To be more clear, there are times when it is useful to calculate a value at compile time but it is also useful to be able to calculate it at runtime too, for e.g. if we want to calculate powers, we could use the code below.

template<int X, unsigned int Y>
struct xPowerY_const {
    static const int value = X*xPowerY_const<X,Y-1>::value;
};

template<int X>
struct xPowerY_const<X, 1> {
    static const int value = X;
};

int xPowerY(int x, unsigned int y) {
    return (y==1) ? x : x*xPowerY(x,y-1);
}

This is a simple example but in more complicated cases being able to reuse the code would be helpful. Even if, for runtime performance, the recursive nature of the function is suboptimal and a better algorithm could be devised it would be useful for testing the logic if the templated version could be expressed in a function, as I can't see a reasonable method of testing the validity of the constant template method in a wide range of cases (although perhaps there is one and i just can't see it, and perhaps that's another question).

Thanks.

Edit Forgot to mention, I don't want to #define

Edit2 Also my code above is wrong, it doesn't deal with x^0, but that doesn't affect the question.

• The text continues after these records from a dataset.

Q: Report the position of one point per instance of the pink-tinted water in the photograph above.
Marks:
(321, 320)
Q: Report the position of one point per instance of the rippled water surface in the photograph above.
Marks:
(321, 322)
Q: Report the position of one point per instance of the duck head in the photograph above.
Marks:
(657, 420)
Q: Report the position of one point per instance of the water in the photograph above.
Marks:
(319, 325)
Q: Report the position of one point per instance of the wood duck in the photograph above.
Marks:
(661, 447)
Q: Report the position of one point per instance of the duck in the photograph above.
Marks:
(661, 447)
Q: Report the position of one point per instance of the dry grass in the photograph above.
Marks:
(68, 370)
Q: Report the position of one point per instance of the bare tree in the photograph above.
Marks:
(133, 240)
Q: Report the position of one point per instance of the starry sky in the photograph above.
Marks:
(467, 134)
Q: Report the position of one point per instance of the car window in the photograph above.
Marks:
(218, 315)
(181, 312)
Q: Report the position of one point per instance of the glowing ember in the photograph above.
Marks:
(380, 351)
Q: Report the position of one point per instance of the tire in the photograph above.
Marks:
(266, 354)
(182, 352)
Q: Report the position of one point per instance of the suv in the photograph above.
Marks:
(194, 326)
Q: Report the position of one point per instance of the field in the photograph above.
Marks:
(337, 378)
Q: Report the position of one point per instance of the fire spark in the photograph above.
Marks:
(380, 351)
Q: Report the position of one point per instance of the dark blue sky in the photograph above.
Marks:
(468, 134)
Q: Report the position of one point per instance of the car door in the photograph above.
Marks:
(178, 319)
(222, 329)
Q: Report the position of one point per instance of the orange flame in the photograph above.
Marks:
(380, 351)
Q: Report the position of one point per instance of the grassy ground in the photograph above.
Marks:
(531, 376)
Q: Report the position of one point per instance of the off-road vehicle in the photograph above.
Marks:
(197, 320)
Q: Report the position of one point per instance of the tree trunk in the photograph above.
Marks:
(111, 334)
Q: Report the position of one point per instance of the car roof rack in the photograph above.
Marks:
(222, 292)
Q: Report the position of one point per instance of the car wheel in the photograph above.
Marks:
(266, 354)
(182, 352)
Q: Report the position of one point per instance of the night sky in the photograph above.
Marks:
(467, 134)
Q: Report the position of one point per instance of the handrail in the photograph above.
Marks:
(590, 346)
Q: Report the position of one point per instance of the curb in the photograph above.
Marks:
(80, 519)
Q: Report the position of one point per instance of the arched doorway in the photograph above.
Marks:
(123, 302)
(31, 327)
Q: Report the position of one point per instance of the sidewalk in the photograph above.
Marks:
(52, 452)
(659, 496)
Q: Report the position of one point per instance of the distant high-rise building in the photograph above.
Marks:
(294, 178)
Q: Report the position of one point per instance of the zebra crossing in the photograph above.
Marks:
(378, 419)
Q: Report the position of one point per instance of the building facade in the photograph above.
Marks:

Template metaprogramming implements logic in an entirely different (and incompatible) way from "normal" C++ code. You're not defining a function, you're defining a type. It just happens that the type has a value associated with it, which is built up from a combination of other types.

Because the templates define types, there is no program logic involved. The logic is simply a side effect of the compiler trying to resolve relationships between the templated types. There really isn't any way to automatically extract the high level logic from a template "program" into a function.

FWIW, template metaprogramming wasn't even a glimmer in Bjarne's eye when templates were first implemented. They were actually discovered later on in the language's life by users of the language. It's an "unintended" side-effect of the type system that just happened to become very popular. It's precisely because of this discovery that new features are being added to the language to more thoroughly support the idioms that have evolved.